Arquitectura del ejercicio en el aula: el modelo se sirve siempre en el PC local con Ollama, y el ajuste LoRA se apoya, si hace falta, en una GPU gratuita en la nube

  1. Elegir y probar el modelo base: instalar Ollama y ejecutar en local un modelo de 1-3B para comprobar que responde con la calidad esperada antes de invertir tiempo en ajustarlo.
  2. Construir el dataset: convertir 20-30 apuntes del temario en 500-1 000 pares de instrucción-respuesta en .jsonl, revisados por el alumnado.
  3. Lanzar el ajuste con QLoRA: si el aula no tiene GPU, subir el dataset y el script de Unsloth a un cuaderno de Google Colab gratuito y lanzar el entrenamiento allí.
  4. Descargar y fusionar el adaptador: el resultado es un archivo de pocos megabytes que se fusiona con el modelo base y se convierte de nuevo a formato GGUF para poder servirlo con Ollama.
  5. Evaluar y comparar: probar el modelo ajustado frente al modelo original con las mismas preguntas del temario, y comprobar si responde con el estilo y el nivel de detalle esperados.

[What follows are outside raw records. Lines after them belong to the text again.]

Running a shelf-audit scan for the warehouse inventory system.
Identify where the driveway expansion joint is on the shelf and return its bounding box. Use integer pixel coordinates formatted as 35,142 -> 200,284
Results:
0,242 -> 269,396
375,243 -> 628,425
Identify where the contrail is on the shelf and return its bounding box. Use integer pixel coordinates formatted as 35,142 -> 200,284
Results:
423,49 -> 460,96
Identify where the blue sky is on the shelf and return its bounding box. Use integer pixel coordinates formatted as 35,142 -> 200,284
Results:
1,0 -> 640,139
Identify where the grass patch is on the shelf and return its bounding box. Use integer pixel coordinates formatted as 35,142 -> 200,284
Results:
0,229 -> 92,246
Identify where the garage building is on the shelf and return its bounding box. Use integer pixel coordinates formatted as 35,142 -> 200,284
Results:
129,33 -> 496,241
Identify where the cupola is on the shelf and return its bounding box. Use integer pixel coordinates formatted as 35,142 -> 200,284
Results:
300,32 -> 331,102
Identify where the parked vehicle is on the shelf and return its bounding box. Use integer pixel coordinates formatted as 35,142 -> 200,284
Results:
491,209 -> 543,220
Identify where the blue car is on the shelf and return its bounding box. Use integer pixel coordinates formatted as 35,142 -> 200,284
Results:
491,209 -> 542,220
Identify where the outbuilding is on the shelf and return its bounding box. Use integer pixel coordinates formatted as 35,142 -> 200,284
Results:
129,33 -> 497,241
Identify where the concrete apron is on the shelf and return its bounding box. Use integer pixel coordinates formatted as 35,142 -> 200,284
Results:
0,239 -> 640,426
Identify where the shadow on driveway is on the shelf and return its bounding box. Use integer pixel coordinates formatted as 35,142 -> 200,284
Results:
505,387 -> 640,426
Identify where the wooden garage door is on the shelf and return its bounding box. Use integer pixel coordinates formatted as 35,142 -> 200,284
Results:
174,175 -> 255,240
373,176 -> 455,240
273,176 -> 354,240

8. Buenas prácticas y límites que conviene conocer

Un modelo de 1-3B ajustado en el aula no va a igualar a un asistente comercial de gran tamaño: su punto fuerte es responder bien dentro de un dominio acotado (el temario propio), no la cultura general. Conviene además no subir nunca datos personales del alumnado a un cuaderno de Colab, revisar siempre el dataset generado automáticamente antes de usarlo para entrenar, y guardar el adaptador LoRA (no solo el modelo fusionado) para poder repetir o mejorar el ajuste más adelante sin partir de cero.

9. Glosario rápido

  • Cuantización: reducir la precisión numérica de los pesos de un modelo para que ocupe menos memoria y sea más rápido, con una pérdida de calidad pequeña.
  • Fine-tuning (ajuste fino): adaptar un modelo ya entrenado a un dominio o estilo concreto, sin entrenarlo desde cero.
  • GGUF: formato de archivo optimizado para ejecutar modelos cuantizados en CPU con herramientas como llama.cpp u Ollama.
  • LoRA / QLoRA: técnicas que ajustan un modelo entrenando solo un pequeño adaptador adicional, en lugar de todos sus parámetros.
  • VRAM: memoria de la tarjeta gráfica; el factor que más limita el tamaño de modelo que se puede ajustar localmente.

Con esto queda cerrado el recorrido completo: elegir un modelo abierto, ejecutarlo en local con el equipo del aula, construir un dataset propio a partir del temario y ajustarlo con LoRA o QLoRA, apoyándose en una GPU gratuita en la nube solo cuando el hardware del centro se queda corto.